Thursday, March 16, 2006

O God, why do you cast us off for ever? Why does your anger smoke against the sheep of your pasture? Remember your congregation, which you acquired long ago, which you redeemed to be the tribe of your heritage. Remember Mount Zion, where you came to dwell. Direct your steps to the perpetual ruins; the enemy has destroyed everything in the sanctuary. Your foes have roared within your holy place; they set up their emblems there. At the upper entrance they hacked the wooden trellis with axes. And then, with hatchets and hammers, they smashed all its carved work. They set your sanctuary on fire; they desecrated the dwelling-place of your name, bringing it to the ground. They said to themselves, ‘We will utterly subdue them’; they burned all the meeting-places of God in the land. We do not see our emblems; there is no longer any prophet, and there is no one among us who knows how long. How long, O God, is the foe to scoff? Is the enemy to revile your name for ever? Why do you hold back your hand; why do you keep your hand in your bosom? (Psalm 74: 1-11)

The persistence of evil, the oppression of the weak, the perversion of justice challenges the faith of many believers. Painful evidence is cited by many non-believers as cause for their non-belief.

Despite the testimony of many prophets I do not perceive that God uses pain as an instructional device or redemptive tool. Pain may, in fact, prompt learning and lead to redemption, but the pain originates with others, not with God.

Some claim an all-powerful God is missing in action. They say, surely when Pol-Pot, Hitler, and Stalin were playing as gods of death, our God must have been asleep; otherwise our God would have intervened. But I perceive we have received free choice as a divine gift. It is a gift we cannot return nor will God reclaim. But God is ready and able to inspire and guide our free choice and help us defeat the evil choices of ourselves and others.
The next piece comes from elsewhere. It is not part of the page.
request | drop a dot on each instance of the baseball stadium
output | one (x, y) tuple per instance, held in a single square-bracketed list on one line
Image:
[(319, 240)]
Some assert that God has failed in keeping covenant. Many good people have turned to God as refuge and still have been raped, tortured, and suffered horrible death. I have never faced these sort of challenges, but I have found that the more difficult my life the more likely I am to open myself to God and I have always found God present and full of help.

Freedom is an enormous burden. I choose badly everyday. I know many well-meaning men and women who are everflowing streams of confusion and turmoil. I know a few who clearly delight in inflicting pain and suffering. Each of us, in our own way, have desecrated the dwelling place of God. The problem is not God's absense or passivity, but our choice to separate ourselves from God.